Une appréciation plus juste devait être espérée de la France, car Belle-Isle, dépassant l’attente des uns, trompant les fâcheux pronostics des autres, n’avait fait qu’exécuter les ordres de son roi. Là aussi, la première impression, qui fut celle d’une surprise reconnaissante, fut la plus conforme à la vérité. Le vieux cardinal, se soulevant de la couche où il languissait, poussa un soupir de soulagement et murmura qu’on lui enlevait de la poitrine le poids de la colline de Montmartre[2]. Mais, après la nouvelle de la délivrance, vinrent les désolans détails, les lettres privées qui décrivaient l’étendue des sacrifices, la rigueur des souffrances et apprenaient à chacun la perte d’un parent ou d’un ami. Les partisans de Belle-Isle n’eurent point la délicatesse de ménager ces douleurs domestiques. Leur accent de triomphe, leur affectation de faire du maréchal le sauveur de la patrie, leur comparaison constante avec Xénophon et sa fameuse retraite, qui devint le thème de tous leurs entretiens, toutes ces vanteries imprudentes réveillèrent les haines assoupies et rendirent la parole à l’envie, un instant réduite au silence. Après tout, ne se fit-on pas faute de dire, qu’avait-il fait, ce grand général, sinon ramener lui-même, exténuée et meurtrie, l’armée qu’il avait conduite à sa ruine, et solder, Dieu sait à quel prix, le compte ouvert par les fautes de sa politique ? Tout ce qu’il avait souffert et bravé ne faisait que donner la mesure de son imprévoyance.

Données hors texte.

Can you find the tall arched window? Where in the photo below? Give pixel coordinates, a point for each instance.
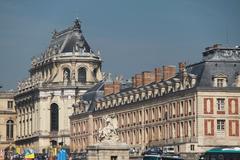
(82, 75)
(54, 117)
(66, 74)
(10, 129)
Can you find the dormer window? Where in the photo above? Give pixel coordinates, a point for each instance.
(220, 80)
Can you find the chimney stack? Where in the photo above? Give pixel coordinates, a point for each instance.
(138, 80)
(111, 87)
(116, 87)
(147, 77)
(133, 82)
(181, 67)
(168, 72)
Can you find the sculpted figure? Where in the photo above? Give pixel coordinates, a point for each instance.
(109, 132)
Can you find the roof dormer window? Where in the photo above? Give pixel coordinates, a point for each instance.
(220, 80)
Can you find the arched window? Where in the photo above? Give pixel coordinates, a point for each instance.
(82, 75)
(54, 117)
(9, 129)
(66, 74)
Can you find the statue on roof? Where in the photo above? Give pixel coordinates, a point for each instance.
(77, 23)
(109, 132)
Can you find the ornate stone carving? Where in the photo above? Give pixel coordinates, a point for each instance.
(109, 132)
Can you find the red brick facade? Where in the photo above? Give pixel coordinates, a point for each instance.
(208, 105)
(209, 127)
(233, 106)
(233, 128)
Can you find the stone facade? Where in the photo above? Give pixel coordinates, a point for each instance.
(7, 121)
(192, 111)
(57, 78)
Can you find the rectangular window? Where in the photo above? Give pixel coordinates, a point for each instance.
(220, 104)
(220, 125)
(219, 82)
(192, 147)
(10, 104)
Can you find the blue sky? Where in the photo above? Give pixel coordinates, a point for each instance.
(132, 35)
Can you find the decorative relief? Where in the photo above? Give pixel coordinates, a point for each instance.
(109, 132)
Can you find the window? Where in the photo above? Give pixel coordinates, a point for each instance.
(9, 129)
(113, 157)
(82, 75)
(220, 104)
(54, 117)
(192, 147)
(10, 104)
(220, 82)
(66, 74)
(220, 125)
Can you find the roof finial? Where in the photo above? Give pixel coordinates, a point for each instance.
(77, 23)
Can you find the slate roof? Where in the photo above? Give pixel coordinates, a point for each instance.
(66, 40)
(216, 64)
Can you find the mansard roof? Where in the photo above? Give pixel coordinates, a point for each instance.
(198, 75)
(217, 61)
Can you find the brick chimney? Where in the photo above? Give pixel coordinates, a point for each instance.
(168, 72)
(133, 82)
(112, 87)
(181, 67)
(138, 80)
(108, 88)
(147, 77)
(116, 86)
(157, 73)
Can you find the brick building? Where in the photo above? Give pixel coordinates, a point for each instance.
(192, 110)
(7, 121)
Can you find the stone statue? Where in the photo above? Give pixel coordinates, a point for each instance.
(109, 132)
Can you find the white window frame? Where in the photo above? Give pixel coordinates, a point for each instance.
(221, 125)
(220, 104)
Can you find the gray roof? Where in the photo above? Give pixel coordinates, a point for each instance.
(217, 62)
(69, 40)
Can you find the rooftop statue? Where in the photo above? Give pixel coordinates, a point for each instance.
(109, 132)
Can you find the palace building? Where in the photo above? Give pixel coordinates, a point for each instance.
(192, 110)
(66, 70)
(7, 121)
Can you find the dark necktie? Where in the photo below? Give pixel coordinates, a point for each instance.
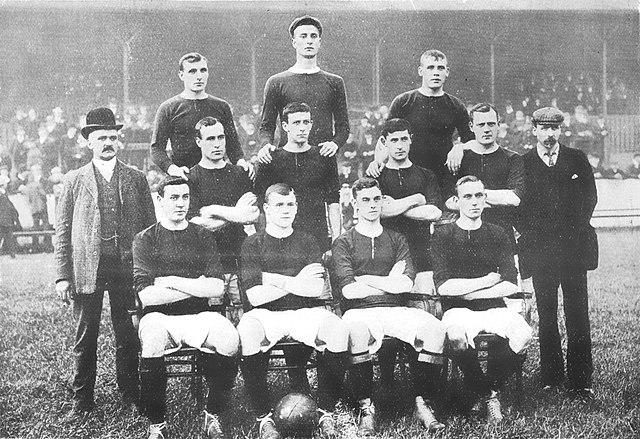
(552, 158)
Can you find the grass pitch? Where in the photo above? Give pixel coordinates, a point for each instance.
(36, 366)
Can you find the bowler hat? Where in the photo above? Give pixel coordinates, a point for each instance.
(99, 119)
(547, 116)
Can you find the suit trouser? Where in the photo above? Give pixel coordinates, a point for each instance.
(576, 309)
(87, 309)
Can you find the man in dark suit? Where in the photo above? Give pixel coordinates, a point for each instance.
(102, 207)
(558, 245)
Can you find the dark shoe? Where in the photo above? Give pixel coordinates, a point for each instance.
(158, 431)
(212, 426)
(494, 412)
(367, 420)
(327, 425)
(268, 428)
(425, 415)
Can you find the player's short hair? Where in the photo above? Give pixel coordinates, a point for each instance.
(467, 179)
(305, 20)
(483, 107)
(395, 125)
(278, 188)
(206, 122)
(294, 107)
(171, 180)
(433, 53)
(363, 183)
(191, 58)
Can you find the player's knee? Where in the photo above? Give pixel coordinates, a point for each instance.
(224, 338)
(358, 337)
(154, 337)
(456, 339)
(251, 334)
(334, 333)
(431, 335)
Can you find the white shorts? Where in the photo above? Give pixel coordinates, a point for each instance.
(500, 321)
(402, 323)
(301, 325)
(190, 330)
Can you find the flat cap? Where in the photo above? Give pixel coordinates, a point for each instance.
(304, 20)
(547, 116)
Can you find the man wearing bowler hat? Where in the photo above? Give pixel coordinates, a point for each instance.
(557, 247)
(102, 207)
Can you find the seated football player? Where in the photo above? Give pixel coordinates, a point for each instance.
(473, 270)
(177, 270)
(411, 202)
(283, 281)
(374, 273)
(222, 201)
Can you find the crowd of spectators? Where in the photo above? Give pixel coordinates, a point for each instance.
(42, 146)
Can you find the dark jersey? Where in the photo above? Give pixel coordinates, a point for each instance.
(433, 121)
(222, 187)
(400, 183)
(322, 91)
(176, 120)
(466, 254)
(263, 253)
(355, 255)
(501, 169)
(314, 179)
(191, 253)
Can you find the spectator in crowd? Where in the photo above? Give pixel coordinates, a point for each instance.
(9, 221)
(36, 191)
(597, 169)
(614, 172)
(634, 168)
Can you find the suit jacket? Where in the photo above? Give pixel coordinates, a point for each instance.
(78, 223)
(575, 241)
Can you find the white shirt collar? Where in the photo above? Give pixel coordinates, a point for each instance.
(106, 167)
(299, 71)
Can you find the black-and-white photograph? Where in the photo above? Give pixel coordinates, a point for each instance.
(330, 219)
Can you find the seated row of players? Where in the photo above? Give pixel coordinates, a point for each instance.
(177, 271)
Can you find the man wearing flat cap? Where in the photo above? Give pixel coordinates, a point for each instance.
(102, 207)
(557, 247)
(305, 82)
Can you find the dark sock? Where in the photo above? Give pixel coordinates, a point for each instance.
(361, 375)
(427, 379)
(298, 356)
(331, 369)
(153, 389)
(387, 355)
(220, 372)
(254, 372)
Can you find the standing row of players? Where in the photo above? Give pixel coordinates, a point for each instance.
(471, 259)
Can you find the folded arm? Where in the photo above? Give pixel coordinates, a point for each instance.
(461, 287)
(205, 287)
(502, 289)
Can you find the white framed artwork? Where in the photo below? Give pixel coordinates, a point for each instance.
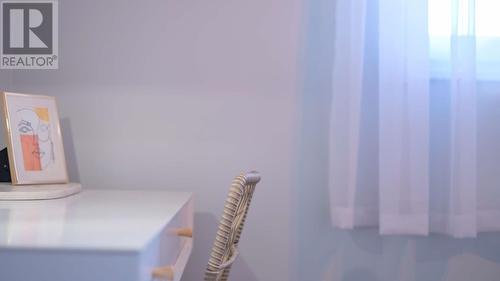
(34, 140)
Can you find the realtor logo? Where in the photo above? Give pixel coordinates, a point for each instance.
(29, 35)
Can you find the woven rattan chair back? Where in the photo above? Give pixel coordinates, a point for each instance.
(224, 250)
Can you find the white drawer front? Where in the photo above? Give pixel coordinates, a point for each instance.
(168, 248)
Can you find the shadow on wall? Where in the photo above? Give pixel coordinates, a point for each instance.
(205, 228)
(69, 150)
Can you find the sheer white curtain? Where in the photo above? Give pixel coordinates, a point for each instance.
(390, 165)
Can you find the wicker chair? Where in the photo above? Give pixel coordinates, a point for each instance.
(224, 250)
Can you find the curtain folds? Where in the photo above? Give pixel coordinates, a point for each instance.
(393, 163)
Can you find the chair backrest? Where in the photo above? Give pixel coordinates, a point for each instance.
(224, 250)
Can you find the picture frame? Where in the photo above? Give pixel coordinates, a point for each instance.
(34, 140)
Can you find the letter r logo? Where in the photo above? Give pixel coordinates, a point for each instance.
(27, 27)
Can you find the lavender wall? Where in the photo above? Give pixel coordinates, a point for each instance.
(184, 95)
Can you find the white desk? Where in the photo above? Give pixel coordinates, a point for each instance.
(95, 235)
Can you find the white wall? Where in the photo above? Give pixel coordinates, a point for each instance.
(184, 95)
(336, 255)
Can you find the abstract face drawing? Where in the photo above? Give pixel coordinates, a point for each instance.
(36, 138)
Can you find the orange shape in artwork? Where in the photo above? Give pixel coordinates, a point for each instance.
(31, 153)
(43, 113)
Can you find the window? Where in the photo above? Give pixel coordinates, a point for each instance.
(480, 19)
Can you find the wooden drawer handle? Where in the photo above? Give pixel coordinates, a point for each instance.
(184, 232)
(164, 273)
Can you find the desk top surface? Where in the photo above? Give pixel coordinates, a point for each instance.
(116, 220)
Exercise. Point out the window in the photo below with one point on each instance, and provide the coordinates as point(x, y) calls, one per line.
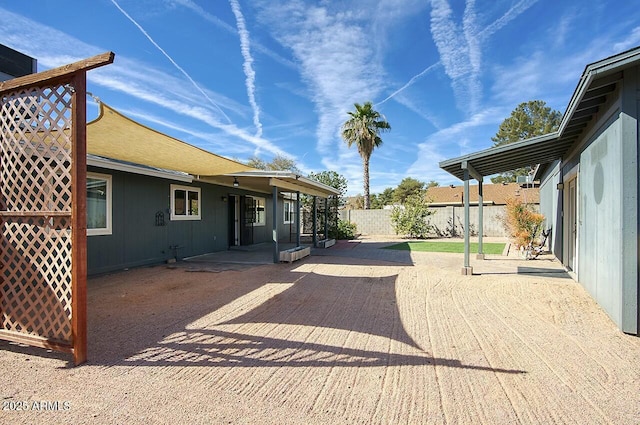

Ce fut dans le monde surtout des curieux et des nouvellistes qu’on se plut à rabaisser ainsi l’idole qu’on n’adorait plus. Là, les leçons d’indifférence politique données par Voltaire commençaient à profiter. On s’habituait à assister aux malheurs publics en spectateurs et en critiques, et dans les revers où l’orgueil national aurait eu trop à souffrir, la vanité prenait sa revanche en jugeant de haut et avec dédain les ministres et les généraux. C’est Voltaire lui-même qui, dans un morceau d’éloquence, écrit à peu près à cette époque, nous dépeint les Parisiens amollis, raisonnant des faits de guerre dans

  1. Robinson à Carteret, 26, 27, 31 décembre 1742. (Correspondance de Vienne. Record Office.) — Frédéric, Histoire de mon temps. — Chambrier à Frédéric, 5 janvier 1743. (Ministère des affaires étrangères.) — Blondel à Amelot, 26 décembre 1742. (Correspondance d’Allemagne.)
  2. Chambrier à Frédéric, 11 janvier 1743. (Ministère des affaires étrangères.)